“We see teams overstocked with sales tools,” says Brisk’s CEO Hampus Jakobsson. “We’re all emotional shoppers so I think it’s good to have a checklist to make sure you’re making decisions the right way.”
“It seems obvious but we see people buying tools before they have the problem,” says Hampus. “We bought a calendar-syncing tool which was super powerful and by the time we finally got it up and running I couldn’t remember what the problem was that it solved for us.” If you don’t have a concrete problem, you don’t need a new tool.
Does the tool gather gather data which allows you to run better marketing campaigns or close a lead faster? This isn’t a priority for most sales reps, and sometimes sales managers, but it should be for the company as a whole.
Most sales managers want to coach people and work on sales strategy, not remind reps to update their data in Salesforce. So if a tool can either automate some sales admin or otherwise sales reps hours a week, it’s worth buying.
The information given by a tool should be easily translatable into action. For example, if the tool shows that you have a closing opportunity this month, you have 3 weeks left and you haven’t booked a meeting with them, you should book a meeting.

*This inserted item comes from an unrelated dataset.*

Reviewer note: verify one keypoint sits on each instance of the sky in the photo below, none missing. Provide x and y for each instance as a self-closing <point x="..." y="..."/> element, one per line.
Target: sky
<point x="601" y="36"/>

One of Hampus’s favorite tools is TabSnooze, which lets you schedule tabs to reopen at a particular time when you are ready to deal with them. Unfortunately, he tends to use it as a proxy for a to do list. “The problem is, if I were doing this right, I would put it in my to-do list and write the next action,” says Hampus. “Now I just TabSnooze and it reinforces my bad behavior, but I love it.”